At this point in the division they make what seems to me to be a curious division. They divide fishing by striking (which includes both angling and spearing, since the spears (tridents) have hooks on them) into fishing at night and fishing during day. This division seems out of place. Why didn't it come prior to the division into fishing with hooks and fishing with nets. Can't both of them be done either at night or in the day?
Kenneth Sayre offers a suggestion about this division. "To the modern fisherman [this is] an unfamiliar form of angling, undoubtedly. A quotation from Homer at Ion 538d removes the puzzlement of why angling must be performed in daylight" (Plato's Late Ontology, 308n40).
Here's the quotation from Homer in the Ion: "And she passed to the bottom like a lead sinker which, set on a horn from an ox of the field, goes in haste to bring mischief among the ravenous fishes" (trans. Lamb). From what I can gather from this quotation, a fisherman would probably cut a small hole in the tip of an ox horn, put a line through the hole, attach a lead sinker to the end of the line, drop the horn in the water, and when a fish swam into the horn, he would pull the horn out of the water with the fish trapped in the horn. Clearly, this could be best (or only) done during the day since the fisherman would need to be able to see the fish swimming into the horn.
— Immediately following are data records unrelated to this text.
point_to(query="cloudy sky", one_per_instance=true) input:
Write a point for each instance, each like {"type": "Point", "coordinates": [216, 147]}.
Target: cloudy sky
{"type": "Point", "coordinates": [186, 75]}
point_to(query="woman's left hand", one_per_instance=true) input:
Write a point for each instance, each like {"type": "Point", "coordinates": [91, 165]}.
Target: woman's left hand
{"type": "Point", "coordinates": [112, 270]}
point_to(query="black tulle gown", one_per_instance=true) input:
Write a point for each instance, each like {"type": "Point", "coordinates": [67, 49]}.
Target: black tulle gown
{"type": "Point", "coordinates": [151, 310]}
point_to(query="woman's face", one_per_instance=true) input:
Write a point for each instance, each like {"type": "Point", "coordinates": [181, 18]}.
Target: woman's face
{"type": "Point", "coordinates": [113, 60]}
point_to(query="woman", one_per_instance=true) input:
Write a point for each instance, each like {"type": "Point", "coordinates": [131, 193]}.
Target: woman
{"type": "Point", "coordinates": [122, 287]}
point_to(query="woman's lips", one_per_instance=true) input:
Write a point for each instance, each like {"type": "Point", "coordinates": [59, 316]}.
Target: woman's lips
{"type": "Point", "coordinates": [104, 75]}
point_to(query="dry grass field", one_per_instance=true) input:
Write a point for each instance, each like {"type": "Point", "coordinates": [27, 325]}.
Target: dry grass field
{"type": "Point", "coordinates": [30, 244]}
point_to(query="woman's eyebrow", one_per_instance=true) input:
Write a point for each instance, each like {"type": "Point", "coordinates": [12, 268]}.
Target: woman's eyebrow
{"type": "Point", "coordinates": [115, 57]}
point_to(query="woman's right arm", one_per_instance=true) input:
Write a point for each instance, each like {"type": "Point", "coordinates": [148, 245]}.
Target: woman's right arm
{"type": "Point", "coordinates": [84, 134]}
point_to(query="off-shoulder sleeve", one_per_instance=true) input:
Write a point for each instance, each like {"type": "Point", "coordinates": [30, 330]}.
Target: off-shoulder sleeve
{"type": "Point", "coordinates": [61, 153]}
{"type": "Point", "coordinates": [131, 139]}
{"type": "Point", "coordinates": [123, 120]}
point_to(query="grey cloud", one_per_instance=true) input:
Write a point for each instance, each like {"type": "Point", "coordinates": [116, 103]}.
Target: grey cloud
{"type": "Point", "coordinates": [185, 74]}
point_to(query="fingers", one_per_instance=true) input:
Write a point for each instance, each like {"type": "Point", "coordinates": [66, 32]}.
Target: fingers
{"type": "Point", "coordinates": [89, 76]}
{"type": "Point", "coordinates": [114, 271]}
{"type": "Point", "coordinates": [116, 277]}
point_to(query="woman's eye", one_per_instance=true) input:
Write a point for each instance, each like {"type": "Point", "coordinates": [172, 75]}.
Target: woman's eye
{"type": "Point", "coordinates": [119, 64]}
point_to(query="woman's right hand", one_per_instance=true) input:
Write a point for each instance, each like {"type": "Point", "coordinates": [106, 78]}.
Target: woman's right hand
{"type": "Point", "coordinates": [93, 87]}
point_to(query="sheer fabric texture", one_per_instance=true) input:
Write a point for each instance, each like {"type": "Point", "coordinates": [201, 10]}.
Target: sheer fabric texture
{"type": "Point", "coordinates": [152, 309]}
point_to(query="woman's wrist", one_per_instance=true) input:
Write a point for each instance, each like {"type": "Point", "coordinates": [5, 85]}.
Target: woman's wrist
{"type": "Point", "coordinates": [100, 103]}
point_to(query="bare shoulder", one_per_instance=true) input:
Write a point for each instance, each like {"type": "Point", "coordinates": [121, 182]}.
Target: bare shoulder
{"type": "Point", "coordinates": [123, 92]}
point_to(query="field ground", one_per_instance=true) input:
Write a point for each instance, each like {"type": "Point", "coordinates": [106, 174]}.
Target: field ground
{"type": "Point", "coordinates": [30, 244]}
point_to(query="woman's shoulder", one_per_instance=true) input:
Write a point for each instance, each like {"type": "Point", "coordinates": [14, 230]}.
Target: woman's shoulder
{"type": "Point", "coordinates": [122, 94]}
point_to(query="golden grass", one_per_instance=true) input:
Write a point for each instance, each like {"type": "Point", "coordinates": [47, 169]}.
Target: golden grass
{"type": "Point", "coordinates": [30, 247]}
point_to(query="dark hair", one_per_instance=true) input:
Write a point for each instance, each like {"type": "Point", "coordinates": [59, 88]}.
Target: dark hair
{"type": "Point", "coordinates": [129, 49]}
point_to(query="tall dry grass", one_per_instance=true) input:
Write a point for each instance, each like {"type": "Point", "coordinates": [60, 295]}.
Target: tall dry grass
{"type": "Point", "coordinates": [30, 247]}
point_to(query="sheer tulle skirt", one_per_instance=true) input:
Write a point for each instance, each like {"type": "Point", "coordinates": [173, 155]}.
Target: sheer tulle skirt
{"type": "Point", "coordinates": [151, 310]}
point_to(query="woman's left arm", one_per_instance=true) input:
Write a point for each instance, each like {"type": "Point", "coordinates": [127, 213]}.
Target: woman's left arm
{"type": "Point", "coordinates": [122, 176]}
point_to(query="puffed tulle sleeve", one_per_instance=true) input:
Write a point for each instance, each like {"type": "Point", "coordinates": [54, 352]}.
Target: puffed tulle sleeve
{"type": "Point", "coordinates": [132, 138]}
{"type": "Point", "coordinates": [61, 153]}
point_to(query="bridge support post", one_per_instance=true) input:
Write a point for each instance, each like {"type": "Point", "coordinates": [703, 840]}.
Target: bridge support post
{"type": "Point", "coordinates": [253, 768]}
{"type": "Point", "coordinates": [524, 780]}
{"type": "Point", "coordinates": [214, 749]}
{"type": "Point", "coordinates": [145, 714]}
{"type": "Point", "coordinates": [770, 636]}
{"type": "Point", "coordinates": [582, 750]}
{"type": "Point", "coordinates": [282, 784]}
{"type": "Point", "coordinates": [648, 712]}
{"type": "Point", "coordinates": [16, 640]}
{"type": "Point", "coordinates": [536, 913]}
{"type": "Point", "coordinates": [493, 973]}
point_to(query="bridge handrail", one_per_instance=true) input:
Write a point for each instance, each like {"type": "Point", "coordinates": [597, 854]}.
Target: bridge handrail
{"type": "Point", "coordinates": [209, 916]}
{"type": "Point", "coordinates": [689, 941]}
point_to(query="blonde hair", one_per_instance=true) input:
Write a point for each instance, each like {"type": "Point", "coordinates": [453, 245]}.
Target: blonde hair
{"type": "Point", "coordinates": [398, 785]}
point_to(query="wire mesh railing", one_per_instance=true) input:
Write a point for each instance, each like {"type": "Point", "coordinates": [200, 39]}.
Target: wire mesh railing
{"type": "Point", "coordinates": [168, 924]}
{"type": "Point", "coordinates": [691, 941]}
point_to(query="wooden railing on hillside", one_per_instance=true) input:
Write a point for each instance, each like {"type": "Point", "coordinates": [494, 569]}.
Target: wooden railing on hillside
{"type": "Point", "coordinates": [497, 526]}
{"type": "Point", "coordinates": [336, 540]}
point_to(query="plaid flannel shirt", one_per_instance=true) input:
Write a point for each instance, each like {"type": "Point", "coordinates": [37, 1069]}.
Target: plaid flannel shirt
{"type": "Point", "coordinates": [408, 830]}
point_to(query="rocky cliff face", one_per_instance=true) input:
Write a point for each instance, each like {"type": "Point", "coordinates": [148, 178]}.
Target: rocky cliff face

If this is correct, then Sayre's explanation cannot be right because, Theaetetus and the visitor having gone with the daytime division, the visitor clearly states that the kind of angling they're considering is "done with a hook" and hooks not "just any part of the fish's body but always [its] head" (220e-221a, trans. White). This description does not fit the one given in the Ion, and I remain puzzled both about what nocturnal fishing in ancient Greece was like and the placement in the Sophist of the daytime/nighttime division.
One completely unrelated point: when I was writing this I noticed that it was natural to write the phrase "fishing at night," but when I started to write the corresponding phrase "fishing at day" I noticed it didn't sound right. So I changed it to "fishing during day." I could also have said "fishing in day." Curious that modern English will allow "at night" but not "at day."